Roughly 30 million years later, a cooling climate in the Late Paleogene period led to more profound changes, with seals, bears, whales, and primates all undergoing evolutionary shifts in their brain and body size. The likes of elephants and great apes evolved their extreme proportions after this climate change event.

As well as demonstrating that brain size relative to body size has not followed a stable evolutionary trajectory, the study also shows that relatively big brains, long considered an indicator of animal intelligence, can be the result of a gradual decrease in body size to suit a new habitat, climate, or way of moving. In other words, relative brain size may have nothing to do with intelligence at all.

The study reveals that the California sea lion attained a low brain-to-body size because of the strong selective pressures on body size, most likely because these aquatic carnivorans diversified into a semi-aquatic niche and their body increased in size at a faster rate than their brain as they adapted to also living on land.

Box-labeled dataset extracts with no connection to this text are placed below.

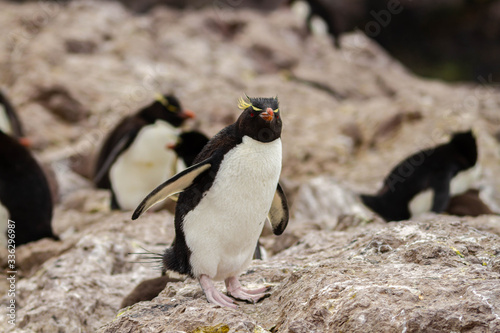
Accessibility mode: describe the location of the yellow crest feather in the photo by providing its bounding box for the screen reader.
[155,93,168,107]
[238,97,252,110]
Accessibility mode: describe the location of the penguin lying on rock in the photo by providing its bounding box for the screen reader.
[361,131,478,221]
[94,95,194,210]
[132,94,288,308]
[0,130,58,246]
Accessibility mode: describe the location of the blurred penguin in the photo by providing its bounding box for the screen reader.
[94,95,194,210]
[361,131,480,221]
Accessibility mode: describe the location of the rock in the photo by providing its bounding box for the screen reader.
[99,217,500,332]
[35,85,89,123]
[292,177,374,230]
[0,1,500,332]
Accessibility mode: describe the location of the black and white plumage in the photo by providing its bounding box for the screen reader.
[94,95,194,210]
[169,131,209,167]
[361,131,479,221]
[0,131,57,246]
[132,98,288,307]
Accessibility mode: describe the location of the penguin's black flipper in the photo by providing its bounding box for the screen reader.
[267,183,289,235]
[132,158,212,220]
[431,170,453,213]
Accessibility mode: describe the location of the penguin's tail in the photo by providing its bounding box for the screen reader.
[163,245,193,277]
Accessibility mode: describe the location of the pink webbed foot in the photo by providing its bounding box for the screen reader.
[224,276,268,303]
[199,274,237,309]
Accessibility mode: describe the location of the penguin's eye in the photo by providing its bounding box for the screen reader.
[166,104,177,112]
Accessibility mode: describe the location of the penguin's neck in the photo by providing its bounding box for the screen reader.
[0,105,12,134]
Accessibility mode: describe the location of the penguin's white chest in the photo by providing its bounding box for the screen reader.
[0,105,12,134]
[183,136,281,280]
[109,120,184,210]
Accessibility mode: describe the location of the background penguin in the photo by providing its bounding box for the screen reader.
[446,189,496,217]
[94,95,194,210]
[361,131,478,221]
[132,94,288,308]
[0,90,29,146]
[0,131,58,246]
[168,131,208,167]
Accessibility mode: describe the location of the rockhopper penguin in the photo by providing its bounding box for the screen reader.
[132,98,288,308]
[94,95,194,210]
[0,130,58,246]
[0,90,30,147]
[361,131,479,221]
[168,131,208,167]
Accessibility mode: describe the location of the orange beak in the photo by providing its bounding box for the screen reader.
[19,137,31,148]
[260,108,274,121]
[179,110,196,119]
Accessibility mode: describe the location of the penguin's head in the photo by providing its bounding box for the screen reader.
[139,94,195,127]
[236,96,282,142]
[451,131,477,169]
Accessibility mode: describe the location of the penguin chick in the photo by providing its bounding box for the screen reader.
[361,131,477,221]
[168,131,208,167]
[0,131,58,246]
[94,95,194,210]
[132,94,288,308]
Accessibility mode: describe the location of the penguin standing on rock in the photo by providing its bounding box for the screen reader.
[0,131,58,246]
[168,131,208,167]
[94,95,194,210]
[0,90,30,146]
[132,94,288,308]
[361,131,479,221]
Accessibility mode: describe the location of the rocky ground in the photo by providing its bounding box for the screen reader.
[0,2,500,332]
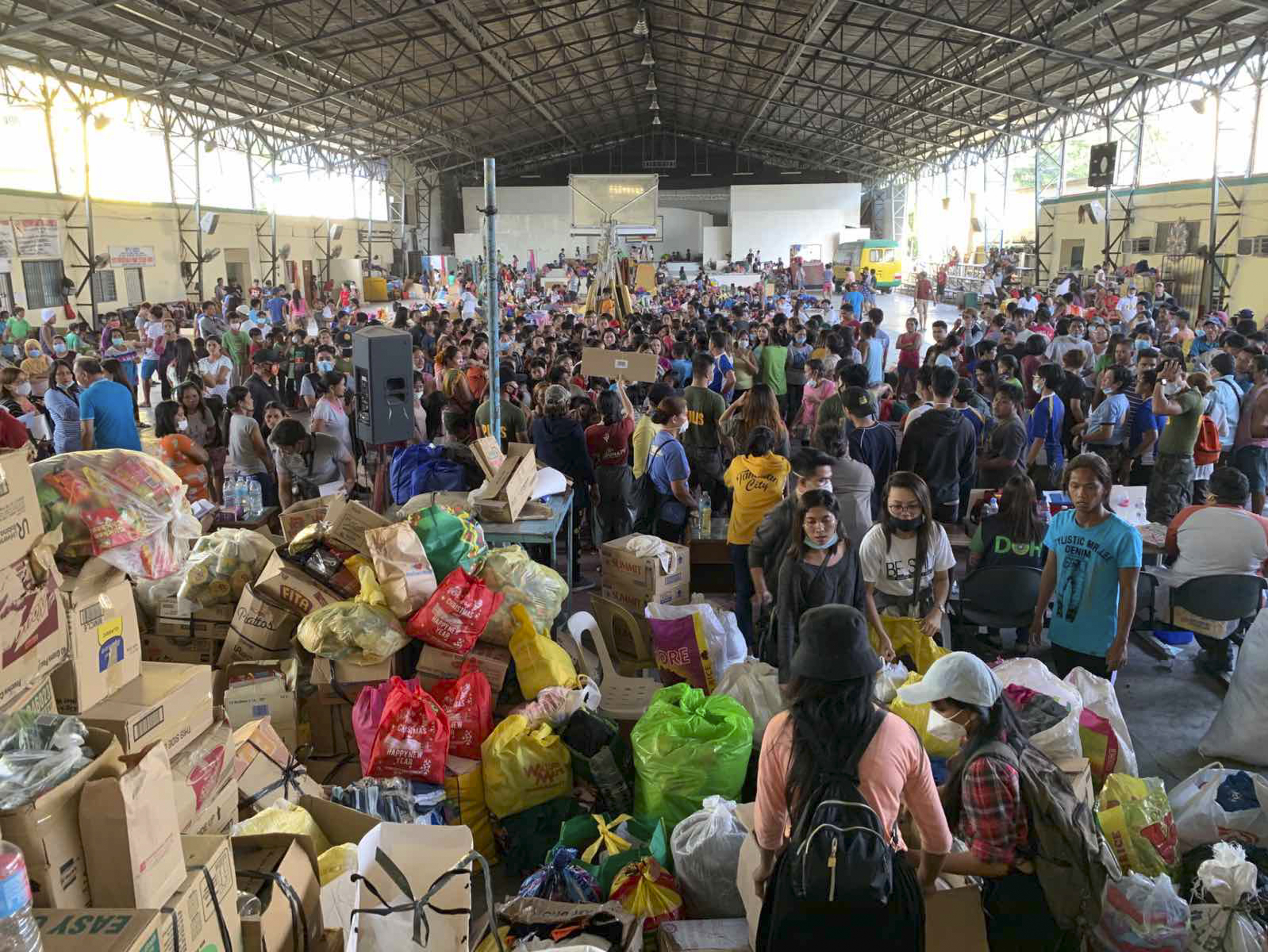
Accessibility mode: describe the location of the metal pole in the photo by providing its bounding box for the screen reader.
[484,159,502,445]
[80,109,99,331]
[194,132,207,304]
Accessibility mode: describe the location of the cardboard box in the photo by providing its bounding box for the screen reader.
[36,909,164,952]
[232,833,322,952]
[472,436,538,522]
[0,450,44,565]
[53,569,141,714]
[152,598,233,639]
[0,537,67,705]
[233,717,322,815]
[581,347,660,383]
[79,742,185,909]
[161,837,242,952]
[81,662,212,757]
[0,725,123,909]
[224,658,299,751]
[415,643,511,697]
[599,536,691,595]
[181,772,237,836]
[657,919,749,952]
[217,585,299,668]
[255,551,346,617]
[600,585,691,619]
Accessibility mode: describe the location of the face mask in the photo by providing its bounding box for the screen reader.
[803,533,837,551]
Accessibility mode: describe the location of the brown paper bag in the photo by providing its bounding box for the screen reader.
[365,522,436,619]
[80,743,185,909]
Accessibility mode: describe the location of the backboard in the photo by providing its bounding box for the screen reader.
[568,174,660,236]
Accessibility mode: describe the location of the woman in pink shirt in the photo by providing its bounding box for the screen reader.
[753,605,951,952]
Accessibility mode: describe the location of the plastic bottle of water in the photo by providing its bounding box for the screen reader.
[0,841,43,952]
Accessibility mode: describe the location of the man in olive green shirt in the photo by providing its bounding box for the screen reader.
[682,352,727,512]
[1145,360,1206,526]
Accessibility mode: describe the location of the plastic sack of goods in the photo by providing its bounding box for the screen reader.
[30,450,203,578]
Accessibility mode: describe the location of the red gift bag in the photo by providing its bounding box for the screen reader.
[404,565,502,654]
[431,658,493,761]
[369,677,449,783]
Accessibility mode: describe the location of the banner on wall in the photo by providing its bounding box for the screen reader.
[110,245,156,268]
[13,218,62,258]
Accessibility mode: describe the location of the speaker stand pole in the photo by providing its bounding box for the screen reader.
[484,159,502,446]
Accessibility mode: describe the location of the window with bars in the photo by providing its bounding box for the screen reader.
[21,258,65,310]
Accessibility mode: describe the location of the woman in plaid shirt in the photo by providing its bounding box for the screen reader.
[898,652,1078,952]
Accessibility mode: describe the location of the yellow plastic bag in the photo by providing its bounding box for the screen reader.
[233,800,329,856]
[480,714,572,818]
[511,605,579,698]
[889,673,960,757]
[1097,774,1180,880]
[867,615,951,674]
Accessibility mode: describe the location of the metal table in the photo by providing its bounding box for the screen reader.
[480,489,573,615]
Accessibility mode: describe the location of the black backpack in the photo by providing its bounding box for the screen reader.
[785,709,898,909]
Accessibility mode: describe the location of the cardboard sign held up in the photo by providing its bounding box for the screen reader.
[581,347,659,383]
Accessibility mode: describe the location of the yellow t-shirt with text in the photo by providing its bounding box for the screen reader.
[723,453,791,545]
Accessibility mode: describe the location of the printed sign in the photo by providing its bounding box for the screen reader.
[110,245,156,268]
[13,218,62,258]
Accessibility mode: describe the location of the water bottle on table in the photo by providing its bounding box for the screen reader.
[0,841,43,952]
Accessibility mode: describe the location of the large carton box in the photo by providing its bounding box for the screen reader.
[161,837,242,952]
[81,662,212,757]
[53,569,141,714]
[599,536,691,595]
[472,436,538,522]
[36,909,164,952]
[0,725,123,909]
[0,537,67,705]
[415,643,511,697]
[217,585,299,668]
[255,551,346,617]
[224,658,300,751]
[232,833,322,952]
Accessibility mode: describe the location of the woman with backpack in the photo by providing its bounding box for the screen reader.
[753,605,951,952]
[903,652,1080,952]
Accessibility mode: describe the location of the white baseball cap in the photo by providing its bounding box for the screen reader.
[898,652,1003,707]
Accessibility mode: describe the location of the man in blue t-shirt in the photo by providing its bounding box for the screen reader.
[1031,453,1141,678]
[75,357,141,451]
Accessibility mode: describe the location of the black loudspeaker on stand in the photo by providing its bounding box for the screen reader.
[352,327,413,444]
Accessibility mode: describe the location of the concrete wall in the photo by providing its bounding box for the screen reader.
[730,182,862,261]
[1045,175,1268,305]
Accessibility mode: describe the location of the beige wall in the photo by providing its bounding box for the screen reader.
[1045,175,1268,305]
[0,190,370,314]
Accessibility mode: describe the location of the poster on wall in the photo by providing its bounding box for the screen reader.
[13,218,62,258]
[110,245,155,268]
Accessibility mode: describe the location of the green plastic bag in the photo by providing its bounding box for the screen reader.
[630,683,753,833]
[409,505,488,578]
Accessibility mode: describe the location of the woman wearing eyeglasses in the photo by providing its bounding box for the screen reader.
[859,470,955,660]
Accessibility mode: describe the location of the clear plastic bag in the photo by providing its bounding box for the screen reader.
[1096,872,1189,952]
[479,545,568,645]
[0,714,94,810]
[669,796,748,919]
[30,450,203,578]
[176,529,273,611]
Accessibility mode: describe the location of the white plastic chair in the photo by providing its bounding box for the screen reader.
[568,611,660,720]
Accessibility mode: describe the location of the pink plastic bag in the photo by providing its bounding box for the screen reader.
[352,681,403,776]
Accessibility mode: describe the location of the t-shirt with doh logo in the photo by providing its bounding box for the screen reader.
[859,522,955,597]
[723,453,791,545]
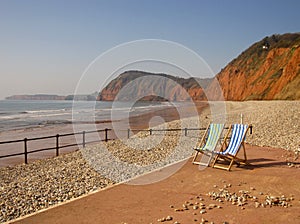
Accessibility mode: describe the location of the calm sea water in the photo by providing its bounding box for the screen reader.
[0,100,171,131]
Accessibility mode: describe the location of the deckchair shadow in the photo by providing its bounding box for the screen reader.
[212,124,251,171]
[192,123,224,166]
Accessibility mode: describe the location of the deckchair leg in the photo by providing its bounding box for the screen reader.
[192,151,199,164]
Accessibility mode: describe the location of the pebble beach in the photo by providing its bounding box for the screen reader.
[0,101,300,222]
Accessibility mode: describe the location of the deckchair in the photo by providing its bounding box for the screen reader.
[192,123,224,166]
[212,124,249,171]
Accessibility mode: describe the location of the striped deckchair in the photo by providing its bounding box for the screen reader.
[212,124,249,171]
[192,123,224,166]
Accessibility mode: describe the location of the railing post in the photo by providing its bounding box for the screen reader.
[56,134,59,156]
[24,138,28,164]
[82,131,85,148]
[105,128,108,142]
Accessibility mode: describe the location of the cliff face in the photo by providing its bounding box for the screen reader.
[98,33,300,101]
[207,33,300,100]
[98,71,210,101]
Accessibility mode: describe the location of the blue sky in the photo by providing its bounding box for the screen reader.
[0,0,300,99]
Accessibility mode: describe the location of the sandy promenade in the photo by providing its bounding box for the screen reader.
[0,101,300,223]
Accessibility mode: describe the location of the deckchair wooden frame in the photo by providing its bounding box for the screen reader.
[192,123,224,166]
[212,125,251,171]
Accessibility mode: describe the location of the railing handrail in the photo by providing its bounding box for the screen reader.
[0,125,252,164]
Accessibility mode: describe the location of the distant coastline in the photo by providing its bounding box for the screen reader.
[5,92,98,101]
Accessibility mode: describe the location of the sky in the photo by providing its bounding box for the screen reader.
[0,0,300,99]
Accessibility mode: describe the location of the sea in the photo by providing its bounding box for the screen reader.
[0,100,171,132]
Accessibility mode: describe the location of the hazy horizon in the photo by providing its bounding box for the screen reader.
[0,0,300,99]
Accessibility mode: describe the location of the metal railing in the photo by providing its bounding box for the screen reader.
[0,125,252,164]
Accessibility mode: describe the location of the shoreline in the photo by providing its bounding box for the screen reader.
[0,101,300,222]
[0,102,207,167]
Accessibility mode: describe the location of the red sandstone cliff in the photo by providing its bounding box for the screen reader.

Co-author Dr Jacob Dunn, Associate Professor in Evolutionary Biology at Anglia Ruskin University (ARU), said: “These results make us completely change the way we think about brain evolution in mammals.

“For decades, biologists have assumed that relative brain size is a reliable indicator of intelligence among species. This has been especially true for research on primates, including our extinct hominin ancestors. Our study shows that we need to be more cautious when making assumptions about a species’ cognitive ability from its relative brain size, as the relationship between brain size and body size is complex, and either or both can evolve to be bigger or smaller in response to different environmental challenges.

“Our work highlights how variation in body size is a key driver of shifts in relative brain size, and opens up new opportunities for thinking about the complex ways that brains evolve.”

Dr Jeroen Smaers, an Evolutionary Biologist at Stony Brook University and first author on the study, said: “At first sight, the importance of taking the evolutionary trajectory of body size into account may seem unimportant. After all, many of the big-brained mammals such as elephants, dolphins, and great apes also have a high brain-to-body size. But this is not always the case. The California sea lion, for example, has a low relative brain size, which lies in contrast to their remarkable intelligence.

“Brain-to-body size is of course not independent of the evolution of intelligence. But it may actually be more indicative of more general adaptions to large scale environmental pressures that go beyond intelligence.”